October 20, 2016
By BNS/TBT Staff
In the aftermath of the Ukraine conflict, the Baltic States’ orders for new defense equipment have doubled and will double again within the next two years, according to an analysis publicised by IHS Markit on Thursday.
Estonia, Latvia, and Lithuania boosted their spending on new defense equipment from 210 million US dollars in 2014 to 390 million dollars in 2016. By 2018, the three nations are collectively expected to spend approximately 670 million dollars annually on new equipment.
“The profile of defense spending in the Baltics has changed dramatically in the past two years,” noted Craig Caffrey, principal analyst at IHS Jane’s. “Their defense budgets will all be over two per cent of GDP by 2018, and each country will have doubled or tripled their budgets from 10 years ago.
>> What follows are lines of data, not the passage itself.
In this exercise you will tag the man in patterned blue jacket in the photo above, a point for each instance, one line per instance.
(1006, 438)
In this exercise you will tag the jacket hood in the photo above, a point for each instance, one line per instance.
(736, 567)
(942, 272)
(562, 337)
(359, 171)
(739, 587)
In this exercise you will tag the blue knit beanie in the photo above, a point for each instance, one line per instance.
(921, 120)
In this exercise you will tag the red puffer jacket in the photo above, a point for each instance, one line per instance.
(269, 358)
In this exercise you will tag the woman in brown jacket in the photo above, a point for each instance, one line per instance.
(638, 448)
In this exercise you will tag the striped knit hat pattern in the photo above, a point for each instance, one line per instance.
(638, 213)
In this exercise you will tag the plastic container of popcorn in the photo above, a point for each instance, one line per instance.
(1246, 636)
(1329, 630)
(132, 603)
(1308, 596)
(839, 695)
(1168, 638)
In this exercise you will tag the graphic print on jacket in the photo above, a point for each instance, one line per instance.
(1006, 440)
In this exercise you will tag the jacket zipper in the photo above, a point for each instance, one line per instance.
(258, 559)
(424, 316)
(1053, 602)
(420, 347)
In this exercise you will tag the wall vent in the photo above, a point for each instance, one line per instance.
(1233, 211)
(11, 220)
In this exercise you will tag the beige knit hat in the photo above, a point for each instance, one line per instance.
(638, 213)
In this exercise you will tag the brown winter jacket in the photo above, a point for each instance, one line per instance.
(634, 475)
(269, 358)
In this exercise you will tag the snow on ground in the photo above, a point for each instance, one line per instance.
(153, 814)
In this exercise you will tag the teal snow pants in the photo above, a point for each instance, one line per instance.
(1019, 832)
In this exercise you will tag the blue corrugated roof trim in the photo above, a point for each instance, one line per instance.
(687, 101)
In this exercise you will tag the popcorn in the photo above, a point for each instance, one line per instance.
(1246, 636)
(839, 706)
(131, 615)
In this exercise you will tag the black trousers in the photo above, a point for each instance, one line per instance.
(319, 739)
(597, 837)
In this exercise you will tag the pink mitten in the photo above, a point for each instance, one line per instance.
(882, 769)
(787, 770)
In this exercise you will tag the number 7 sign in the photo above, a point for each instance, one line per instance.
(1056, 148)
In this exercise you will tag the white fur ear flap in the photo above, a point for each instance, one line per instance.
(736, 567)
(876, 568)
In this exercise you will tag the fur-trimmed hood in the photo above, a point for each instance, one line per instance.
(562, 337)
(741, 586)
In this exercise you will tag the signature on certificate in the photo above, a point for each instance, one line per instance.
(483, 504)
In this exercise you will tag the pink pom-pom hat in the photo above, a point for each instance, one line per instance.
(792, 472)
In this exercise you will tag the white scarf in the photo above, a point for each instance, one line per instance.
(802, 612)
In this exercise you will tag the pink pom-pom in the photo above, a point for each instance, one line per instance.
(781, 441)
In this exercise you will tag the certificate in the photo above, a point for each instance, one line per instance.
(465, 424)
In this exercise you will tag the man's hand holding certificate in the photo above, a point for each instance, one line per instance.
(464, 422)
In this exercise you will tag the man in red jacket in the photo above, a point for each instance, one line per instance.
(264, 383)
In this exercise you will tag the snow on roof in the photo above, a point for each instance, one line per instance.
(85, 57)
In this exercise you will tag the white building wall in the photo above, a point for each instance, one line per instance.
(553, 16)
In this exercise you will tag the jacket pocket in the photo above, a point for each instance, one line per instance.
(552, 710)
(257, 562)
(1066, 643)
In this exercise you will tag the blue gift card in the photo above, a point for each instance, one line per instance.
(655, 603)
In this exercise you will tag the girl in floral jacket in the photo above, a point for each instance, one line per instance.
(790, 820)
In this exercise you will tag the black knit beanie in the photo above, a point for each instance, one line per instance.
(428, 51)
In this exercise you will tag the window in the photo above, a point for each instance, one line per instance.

In 2005, the region’s total defense budget was 930 million dollars. By 2020, the region’s defense budget will be 2.1 billion dollars. This growth is faster than any other region globally.”
Latvia and Lithuania have had the two fastest-growing defense budgets in the world since 2014, IHS Jane’s analysis shows. This steady increase will be maintained until 2018.
HIS indicates that Estonian defense spending will rise to 501.51 million dollars by 2019 from 263.49 million dollars in 2005. Latvia’s defense spending amounted to 279.56 million dollars in 2005 and is expected to grow to 613.85 million dollars in 2019. The corresponding indicators for Lithuania are 386.47 million and 892.01 million dollars.
“The increase in defense spending in the Baltics is largely linked to the growing confrontation between Russia and the West, often described as the ‘new Cold War,'” explained Alex Kokcharov, principal analyst at IHS Country Risk. “We have seen political confrontation between Russia and the West in the past two and a half years escalate to military assertiveness and we don’t see this ending anytime soon.”
“Military exercises carried out by Russia and NATO have increased in frequency, as have various aviation and marine incidents in the Baltic and Black Seas,” Kokcharov said. “Russia very much views these areas as its immediate frontier.”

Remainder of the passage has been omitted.